House Republicans Allege Biden Admin May Have ‘Wrongly Compressed’ Covid-19 Vaccine Approval Process

On Thursday, 10 House Republicans sent a letter to the FDA alleging that full FDA approval of the Covid-19 vaccine may have been fast-tracked in a way that cut corners. The House Select Subcommittee on the Coronavirus Pandemic said it will increase oversight in response.

The letter was signed by all the Republican members of the Subcommittee as well as Representative Lisa McClain (R., Mich.), chairwoman of the House Subcommittee on Health Care and Financial Services. “It appears the Biden Administration may have bypassed, wrongly compressed, and possibly compromised the longstanding process for awarding a full biologics approval to a vaccine,” read the letter, adding that the fast-tracking “may not have been to save lives, but concernedly to provide cover for implementing and enforcing vaccine mandates across the country.”

Though the members of Congress only mention the Biden administration, the Trump administration also regarded the speedy production and distribution of Covid therapeutics to be a priority. The public-private partnership to do so entitled Operation Warp Speed was broadly viewed as a major success of the U.S. pandemic response, with the first vaccine being authorized the same year the pandemic began. Axios reported in January that the program was coming to an unofficial end.

The Thursday letter relied heavily on an email to colleagues from Dr. Marion Gruber, who was director of the FDA’s Office of Vaccines Research and Review at the time of the full approval process. After a July 2021 meeting, Gruber expressed concern about expediting the approval process for Pfizer’s Biologics Licensing Application (BLA) in comments that were quoted in the letter. “The review requires a thorough evaluation and FDA’s own analysis of the safety, effectiveness[,] and manufacturing information submitted to support licensure of this vaccine,” wrote Gruber.

“A review that is hyper-accelerated beyond the already very rapid September 15 target date and as a consequence, may be less thorough than our typical review seems more likely to undermine confidence in the vaccine (and, indeed, in FDA’s credibility) than to increase it,” she added.

Republicans said the FDA had publicly stated the goal for approval was January 2022, but a goal of September 2021 was stated in private. September was four months earlier than the expedited goal expressed publicly and eight months earlier than standard review, the letter read.

House Republicans construed a portion of Gruber’s email as the doctor stating “that FDA officials were pushing for a quick approval in order to provide states and, eventually, the federal government, the ability to mandate these vaccines,” as the members of Congress put it.
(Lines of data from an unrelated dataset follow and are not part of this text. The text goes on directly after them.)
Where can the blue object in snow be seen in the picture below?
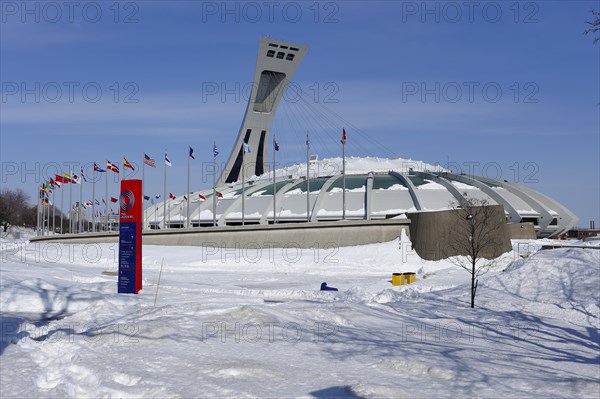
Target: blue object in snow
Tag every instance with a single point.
(324, 287)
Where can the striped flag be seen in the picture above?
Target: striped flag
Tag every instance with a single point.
(82, 175)
(97, 169)
(111, 166)
(126, 164)
(149, 161)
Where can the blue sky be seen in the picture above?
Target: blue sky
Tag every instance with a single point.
(509, 89)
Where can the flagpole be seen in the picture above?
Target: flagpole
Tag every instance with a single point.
(106, 203)
(40, 231)
(62, 215)
(344, 177)
(165, 194)
(94, 201)
(144, 216)
(71, 203)
(53, 213)
(274, 201)
(187, 220)
(243, 186)
(214, 185)
(80, 222)
(307, 179)
(43, 226)
(43, 218)
(37, 214)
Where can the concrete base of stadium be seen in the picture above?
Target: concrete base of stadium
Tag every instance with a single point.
(296, 235)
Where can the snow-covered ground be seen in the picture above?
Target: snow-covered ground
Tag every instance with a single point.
(249, 323)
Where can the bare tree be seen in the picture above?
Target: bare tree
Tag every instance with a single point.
(476, 238)
(594, 25)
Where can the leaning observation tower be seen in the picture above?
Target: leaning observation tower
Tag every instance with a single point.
(276, 63)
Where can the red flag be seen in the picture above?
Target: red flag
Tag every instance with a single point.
(127, 164)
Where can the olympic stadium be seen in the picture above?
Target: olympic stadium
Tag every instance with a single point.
(248, 193)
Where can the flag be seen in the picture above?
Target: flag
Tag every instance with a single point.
(82, 175)
(126, 164)
(111, 166)
(149, 161)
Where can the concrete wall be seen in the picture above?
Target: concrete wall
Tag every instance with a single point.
(521, 231)
(297, 235)
(430, 231)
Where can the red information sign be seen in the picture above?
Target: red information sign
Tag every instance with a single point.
(130, 237)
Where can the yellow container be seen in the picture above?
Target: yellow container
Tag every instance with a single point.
(403, 278)
(397, 278)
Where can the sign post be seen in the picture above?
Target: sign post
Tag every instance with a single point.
(130, 237)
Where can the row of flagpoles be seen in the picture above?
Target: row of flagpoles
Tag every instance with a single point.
(52, 184)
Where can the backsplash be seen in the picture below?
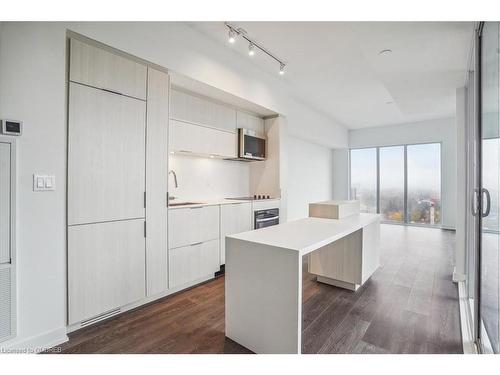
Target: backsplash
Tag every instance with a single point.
(202, 178)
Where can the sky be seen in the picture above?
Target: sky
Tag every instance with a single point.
(424, 167)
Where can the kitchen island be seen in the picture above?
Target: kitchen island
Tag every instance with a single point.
(263, 291)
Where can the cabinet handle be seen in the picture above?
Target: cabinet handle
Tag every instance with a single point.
(112, 91)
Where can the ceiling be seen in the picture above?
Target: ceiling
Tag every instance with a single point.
(336, 68)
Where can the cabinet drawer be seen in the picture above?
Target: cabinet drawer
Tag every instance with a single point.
(105, 70)
(106, 267)
(187, 226)
(234, 218)
(191, 263)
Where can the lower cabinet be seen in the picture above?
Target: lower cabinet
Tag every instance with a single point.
(234, 218)
(106, 267)
(193, 262)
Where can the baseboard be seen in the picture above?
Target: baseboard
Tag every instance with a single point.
(466, 323)
(35, 344)
(457, 276)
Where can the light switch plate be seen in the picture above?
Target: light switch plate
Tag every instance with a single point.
(44, 182)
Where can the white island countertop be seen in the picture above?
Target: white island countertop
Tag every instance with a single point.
(308, 234)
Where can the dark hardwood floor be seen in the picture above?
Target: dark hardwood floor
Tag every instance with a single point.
(410, 305)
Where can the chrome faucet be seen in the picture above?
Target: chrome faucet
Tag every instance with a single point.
(175, 178)
(175, 182)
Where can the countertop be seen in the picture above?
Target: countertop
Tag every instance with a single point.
(309, 234)
(215, 202)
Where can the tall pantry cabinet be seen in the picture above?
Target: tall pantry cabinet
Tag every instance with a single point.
(117, 182)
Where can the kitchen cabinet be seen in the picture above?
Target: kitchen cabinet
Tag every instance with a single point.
(187, 226)
(193, 263)
(106, 267)
(200, 140)
(248, 121)
(106, 158)
(234, 218)
(157, 182)
(201, 111)
(102, 69)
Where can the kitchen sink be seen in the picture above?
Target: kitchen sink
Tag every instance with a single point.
(183, 204)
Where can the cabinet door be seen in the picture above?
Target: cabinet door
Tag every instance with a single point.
(106, 267)
(106, 158)
(188, 226)
(234, 218)
(192, 263)
(200, 140)
(198, 110)
(5, 193)
(156, 181)
(249, 121)
(102, 69)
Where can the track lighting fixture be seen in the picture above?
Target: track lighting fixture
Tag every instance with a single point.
(231, 36)
(282, 69)
(234, 31)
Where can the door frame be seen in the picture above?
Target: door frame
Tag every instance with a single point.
(13, 233)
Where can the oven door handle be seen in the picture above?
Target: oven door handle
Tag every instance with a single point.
(267, 219)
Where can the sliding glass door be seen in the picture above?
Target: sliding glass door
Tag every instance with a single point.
(403, 183)
(489, 247)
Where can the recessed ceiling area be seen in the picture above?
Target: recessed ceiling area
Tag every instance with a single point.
(362, 74)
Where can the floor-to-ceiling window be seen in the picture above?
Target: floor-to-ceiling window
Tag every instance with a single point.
(364, 178)
(403, 183)
(424, 183)
(392, 183)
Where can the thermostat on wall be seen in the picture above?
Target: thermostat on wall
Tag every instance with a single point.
(11, 127)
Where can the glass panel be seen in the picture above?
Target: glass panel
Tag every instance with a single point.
(364, 178)
(392, 182)
(490, 164)
(424, 183)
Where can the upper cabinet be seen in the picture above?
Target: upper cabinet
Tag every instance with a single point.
(105, 70)
(200, 111)
(248, 121)
(200, 140)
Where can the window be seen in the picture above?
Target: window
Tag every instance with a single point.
(364, 178)
(403, 183)
(392, 183)
(424, 183)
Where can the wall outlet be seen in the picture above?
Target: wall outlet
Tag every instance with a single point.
(44, 182)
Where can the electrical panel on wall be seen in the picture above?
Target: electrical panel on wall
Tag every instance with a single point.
(11, 127)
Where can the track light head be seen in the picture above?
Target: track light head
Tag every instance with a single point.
(231, 36)
(282, 69)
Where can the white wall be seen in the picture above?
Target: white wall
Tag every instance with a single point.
(310, 172)
(33, 89)
(440, 130)
(208, 179)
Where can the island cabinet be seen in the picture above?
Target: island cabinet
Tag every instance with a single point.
(234, 218)
(193, 251)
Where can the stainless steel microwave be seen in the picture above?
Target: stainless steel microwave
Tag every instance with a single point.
(251, 146)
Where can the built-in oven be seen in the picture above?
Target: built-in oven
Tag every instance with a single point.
(251, 145)
(266, 218)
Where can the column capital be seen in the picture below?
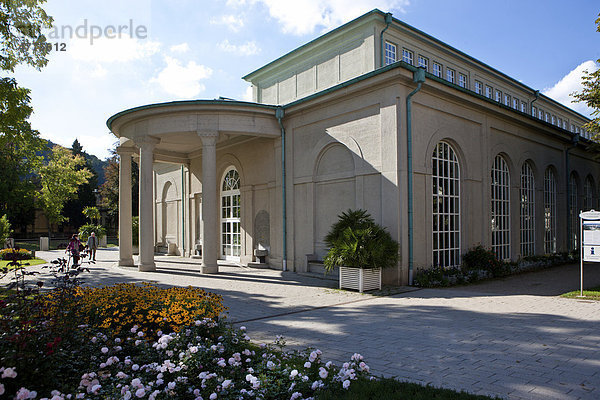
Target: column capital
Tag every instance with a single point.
(209, 138)
(147, 142)
(125, 151)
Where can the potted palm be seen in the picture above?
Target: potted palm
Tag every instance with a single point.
(360, 249)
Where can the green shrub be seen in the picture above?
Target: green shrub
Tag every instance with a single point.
(357, 241)
(481, 259)
(5, 230)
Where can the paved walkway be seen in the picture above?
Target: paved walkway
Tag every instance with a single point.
(512, 338)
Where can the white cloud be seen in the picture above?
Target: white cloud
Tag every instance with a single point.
(303, 17)
(106, 50)
(98, 72)
(180, 48)
(571, 83)
(246, 49)
(231, 21)
(182, 81)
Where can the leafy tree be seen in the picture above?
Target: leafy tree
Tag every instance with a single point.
(21, 42)
(20, 154)
(92, 214)
(60, 179)
(5, 230)
(591, 95)
(86, 193)
(21, 24)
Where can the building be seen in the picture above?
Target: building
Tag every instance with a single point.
(442, 149)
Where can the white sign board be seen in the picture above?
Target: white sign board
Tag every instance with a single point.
(591, 241)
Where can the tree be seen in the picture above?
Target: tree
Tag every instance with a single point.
(86, 193)
(21, 42)
(20, 154)
(591, 95)
(60, 179)
(21, 24)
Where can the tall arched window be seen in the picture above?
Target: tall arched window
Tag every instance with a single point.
(550, 193)
(446, 206)
(527, 203)
(588, 193)
(573, 211)
(231, 243)
(500, 207)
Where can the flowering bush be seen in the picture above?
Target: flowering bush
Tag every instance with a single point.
(120, 307)
(207, 360)
(20, 254)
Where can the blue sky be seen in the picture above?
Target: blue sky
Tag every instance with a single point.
(200, 50)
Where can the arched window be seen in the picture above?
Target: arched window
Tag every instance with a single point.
(527, 203)
(500, 190)
(446, 206)
(231, 243)
(588, 194)
(573, 211)
(550, 193)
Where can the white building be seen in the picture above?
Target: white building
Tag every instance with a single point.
(494, 162)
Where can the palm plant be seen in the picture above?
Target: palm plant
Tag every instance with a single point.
(357, 241)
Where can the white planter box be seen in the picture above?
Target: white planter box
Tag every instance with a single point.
(360, 279)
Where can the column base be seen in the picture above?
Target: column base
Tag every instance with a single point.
(149, 267)
(126, 262)
(205, 269)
The relevant part of Gruber’s email read: “You expressed your concern about the rising COVID-cases [sic] in the US and globally, largely caused by the Delta variant and stated your opinion that, absent a license, states cannot require mandatory vaccination.”

National Review contacted Gruber to ask whether lawmakers accurately characterized her email and in particular the above portion concerning vaccine mandates, but she did not respond by press time.

“This email points to evidence that the Biden Administration chose to sideline experts and fast track full approval of the COVID-19 vaccine, sacrificing thoroughness and veracity, to establish a precedent for vaccine mandates,” argued the Republican members of Congress. “This is unconscionable.”

They added that their current oversight follows on their previous inquiry into the administration’s Covid-19 booster rollout, which the Subcommittee’s Republicans also viewed as potentially improper. Gruber and her colleague Phil Krause departed the agency in 2021 and their decision to do so was driven in part by the White House getting ahead of the FDA on booster shots, according to Axios.

In response to oversight efforts, public health experts have recommended that members of Congress proceed with caution so as to not undermine public confidence in vaccines.

A spokeswoman for the FDA told National Review that the agency has received the letter and will respond to the Subcommittee directly.

The members of Congress also requested documents from the agency and asked several former and current FDA officials to sit for transcribed interviews.